A Mother's Day Hope

All around us today people are celebrating moms, and deservedly so. Whether mothers are fortunate enough to choose to stay at home with their children or work outside the home as mine did, they command our respect and our thanks. These are the people, along with dads, who shape our values, our work ethic and our beliefs.

With that in mind, I want to take a moment to plead with moms to add one more thing to that endless -- and often thankless -- list of tasks they perform. Please, please pay attention to the way your children are treated at school and elsewhere and to the way they treat others.

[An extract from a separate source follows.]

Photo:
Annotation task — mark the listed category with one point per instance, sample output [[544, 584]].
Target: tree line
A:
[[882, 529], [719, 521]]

I ask this in light of this week's revelation that presidential hopeful Mitt Romney may have been involved in a bullying incident way back in high school. I have no way of knowing whether he was or he wasn't, what his intentions or thoughts may have been about the other boy, or whether any of it matters in his bid to become president. What I do know and what I was appalled by were the comments of a few of his classmates easily dismissing the incident as nothing more than foolish hijinks.

That, in a nutshell, is how bullying becomes permissible. It is too readily overlooked as hijinks, dismissed as kids being kids, a rite of passage. Meanwhile some child begins to dread school, doubt his or her self-worth and pays with a lifetime of pain. That is not okay. It's not acceptable. It's not just hijinks! And the adults who think it is need to take another look at the golden rule: Do unto others as you would have them do unto you.

Tormenting another human being isn't cute. It isn't laughable as one of the Romney defenders seemed to find it when shown on a national newscast. And it needs to stop.

I'm especially sensitive to this issue because it's the focus of my August Sweet Magnolias release, Catching Fireflies. I've read too many news accounts of young people whose lives have been destroyed by bullying, heard of too many suicides committed by those who couldn't take it any longer. It breaks my heart each and every time.

So moms, as you bask in today's praise from your kids, do them one more favor. Teach them that bullying is wrong...and keep a close eye out to assure that they're not victims, either. Until every adult can look back on a childhood free of bullying, all moms still have work to do.